La vita difficile del prossimo primo ministro libico
Quello che è successo venerdì in Libia potrebbe diventare la sceneggiatura istantanea di un piccolo pezzo di teatro, meglio: teatrino, per spiegare cosa accade nel paese africano. Breve, succoso, disperante. Vediamo. Il primo ministro designato del prossimo governo, Faiez Serraj, è andato nella cittadina di Zliten a portare le proprie condoglianze perché un terrorista suicida dello Stato islamico due giorni prima s’era presentato ai cancelli della locale accademia di polizia con una finta autocisterna d’acqua chiedendo dove poteva parcheggiare (risultato: quasi 70 morti, l’attentato più grave della storia libica). Serraj ha ricevuto più o meno una buona accoglienza, ma sulla strada del ritorno il suo convoglio ha preso un paio di proiettili, mentre si dirigeva verso l’aeroporto di Misurata. Inoltre, una milizia locale risentita gli ha sbarrato la strada al posto di blocco di Dafniya e non voleva più farlo partire. Negoziati frenetici tra lo staff del primo ministro incombente e la milizia armata, il gesto di buone public relation di Serraj rischiava di diventare un disastro: che figura avrebbe fatto se non fosse riuscito più a tornare alla sede provvisoria – che nemmeno è in Libia, è a Tunisi? Nel trambusto, lo Stato islamico ha capito l’impasse per così dire istituzionale, ha deciso di uccidere il primo ministro ancora prima che diventi ufficialmente tale e ha mandato una finta ambulanza verso il convoglio, pare. Il guidatore è stato però intercettato e ucciso prima che arrivasse al convoglio bloccato.

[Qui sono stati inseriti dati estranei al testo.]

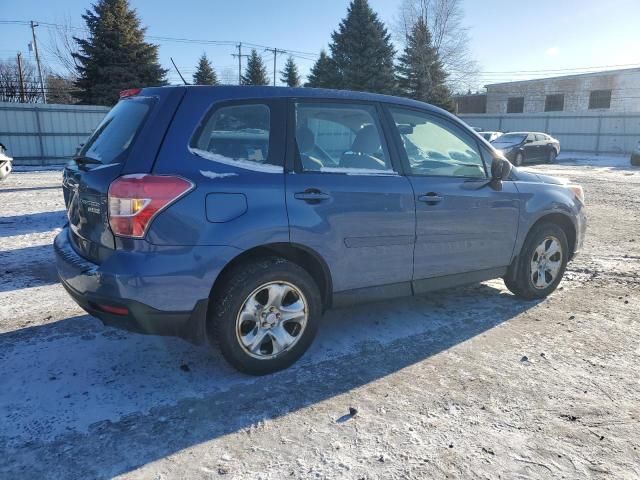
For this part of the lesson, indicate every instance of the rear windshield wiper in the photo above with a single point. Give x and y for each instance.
(84, 160)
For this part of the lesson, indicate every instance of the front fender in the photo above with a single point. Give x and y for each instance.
(542, 199)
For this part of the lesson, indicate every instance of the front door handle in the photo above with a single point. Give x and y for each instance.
(312, 195)
(431, 198)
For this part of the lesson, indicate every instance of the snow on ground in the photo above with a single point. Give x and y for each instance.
(469, 382)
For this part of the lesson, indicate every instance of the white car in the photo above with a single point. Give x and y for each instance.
(490, 136)
(5, 162)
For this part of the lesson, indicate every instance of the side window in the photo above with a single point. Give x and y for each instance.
(339, 138)
(435, 147)
(235, 133)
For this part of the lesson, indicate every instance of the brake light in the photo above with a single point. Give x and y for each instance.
(130, 92)
(134, 200)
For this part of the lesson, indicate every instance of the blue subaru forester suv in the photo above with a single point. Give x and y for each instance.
(241, 213)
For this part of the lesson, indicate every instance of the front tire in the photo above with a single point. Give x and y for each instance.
(541, 264)
(266, 315)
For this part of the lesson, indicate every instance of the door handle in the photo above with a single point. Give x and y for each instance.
(431, 198)
(312, 195)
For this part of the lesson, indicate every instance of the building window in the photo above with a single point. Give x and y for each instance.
(600, 99)
(515, 105)
(554, 103)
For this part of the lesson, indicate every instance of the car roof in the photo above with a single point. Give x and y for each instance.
(526, 133)
(249, 91)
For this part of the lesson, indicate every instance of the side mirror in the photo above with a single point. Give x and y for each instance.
(500, 169)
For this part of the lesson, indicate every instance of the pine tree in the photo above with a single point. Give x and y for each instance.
(362, 51)
(256, 71)
(114, 56)
(421, 75)
(290, 76)
(205, 74)
(324, 73)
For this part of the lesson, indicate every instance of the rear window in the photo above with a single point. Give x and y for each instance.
(115, 134)
(237, 135)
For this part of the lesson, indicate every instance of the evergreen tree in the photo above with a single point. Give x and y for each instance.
(324, 73)
(114, 56)
(362, 51)
(421, 75)
(205, 74)
(256, 71)
(290, 76)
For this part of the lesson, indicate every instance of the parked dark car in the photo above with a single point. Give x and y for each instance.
(5, 162)
(489, 136)
(524, 147)
(243, 213)
(635, 156)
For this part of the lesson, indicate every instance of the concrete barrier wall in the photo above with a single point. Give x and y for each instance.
(39, 134)
(577, 132)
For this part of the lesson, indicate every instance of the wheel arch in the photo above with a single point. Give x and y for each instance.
(302, 256)
(565, 223)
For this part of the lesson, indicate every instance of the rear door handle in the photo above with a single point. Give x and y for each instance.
(312, 195)
(431, 198)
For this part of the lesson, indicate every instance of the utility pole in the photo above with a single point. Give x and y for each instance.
(275, 52)
(239, 55)
(21, 79)
(35, 49)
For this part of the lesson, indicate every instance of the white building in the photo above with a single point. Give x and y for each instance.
(610, 91)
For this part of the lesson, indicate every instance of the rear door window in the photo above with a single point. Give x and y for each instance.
(238, 135)
(115, 134)
(340, 138)
(436, 147)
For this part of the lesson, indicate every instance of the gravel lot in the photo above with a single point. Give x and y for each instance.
(469, 383)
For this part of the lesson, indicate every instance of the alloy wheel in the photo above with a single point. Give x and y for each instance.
(546, 262)
(272, 320)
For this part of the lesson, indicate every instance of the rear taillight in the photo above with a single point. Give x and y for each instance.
(134, 200)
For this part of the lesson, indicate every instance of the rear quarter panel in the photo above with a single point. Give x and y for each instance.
(218, 187)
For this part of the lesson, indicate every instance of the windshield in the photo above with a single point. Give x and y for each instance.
(117, 130)
(510, 139)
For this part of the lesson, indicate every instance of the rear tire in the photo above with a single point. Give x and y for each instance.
(265, 315)
(541, 264)
(519, 160)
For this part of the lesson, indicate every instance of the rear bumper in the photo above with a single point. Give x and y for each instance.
(164, 292)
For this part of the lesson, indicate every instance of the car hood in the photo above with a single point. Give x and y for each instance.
(525, 176)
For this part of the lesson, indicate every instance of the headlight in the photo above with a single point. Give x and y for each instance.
(577, 191)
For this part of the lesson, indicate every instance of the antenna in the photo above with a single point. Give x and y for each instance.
(174, 66)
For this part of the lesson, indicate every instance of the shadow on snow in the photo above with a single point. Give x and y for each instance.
(114, 401)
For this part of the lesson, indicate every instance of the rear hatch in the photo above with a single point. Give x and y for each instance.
(125, 142)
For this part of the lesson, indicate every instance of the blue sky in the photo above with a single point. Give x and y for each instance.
(509, 38)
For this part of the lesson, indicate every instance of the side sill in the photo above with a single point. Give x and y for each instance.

Non si sa come Serraj sia uscito dallo stallo, alcuni dicono persino che un elicottero straniero (italiano) sia venuto a prelevarlo, pietà dal cielo, e lo abbia portato all’aeroporto di Misurata, da dove poi è volato verso Tunisi. Il governo di Tripoli ora lo vuole denunciare per ingresso illegale in Libia – tenere conto che Serraj in teoria comanda il governo che dovrebbe cominciare a funzionare domenica 20 gennaio, tra meno di due settimane. Le milizie di Misurata intanto hanno cacciato il gruppo che ha bloccato il convoglio, ma è di poca consolazione. Morale: se anche la metà dei dettagli che sono trapelati è vera, il primo ministro del governo di “Accordo nazionale” riesce a malapena a tornare da una visita sul luogo di un attentato senza essere arrestato o assassinato. L’Italia sta facendo del suo meglio per ricomporre i pezzi della Libia, il ministro Gentiloni ieri ha telefonato a cinque-sei ministri degli Esteri arabi, e un nostro aereo militare è atterrato a Misurata per prelevare quindici feriti gravi (dal camion bomba di Zliten) da portare in Italia – un intervento che dimostra l’appoggio e l’utilità della comunità internazionale – ma sembra un’acrobazia diplomatica. Ci sono forze profonde che stanno remando contro. Se il puzzle non riesce, toccherà pensare a un piano B: combattere lo Stato islamico mentre la Libia prova a darsi un governo, senza più attendere di muoversi a governo insediato.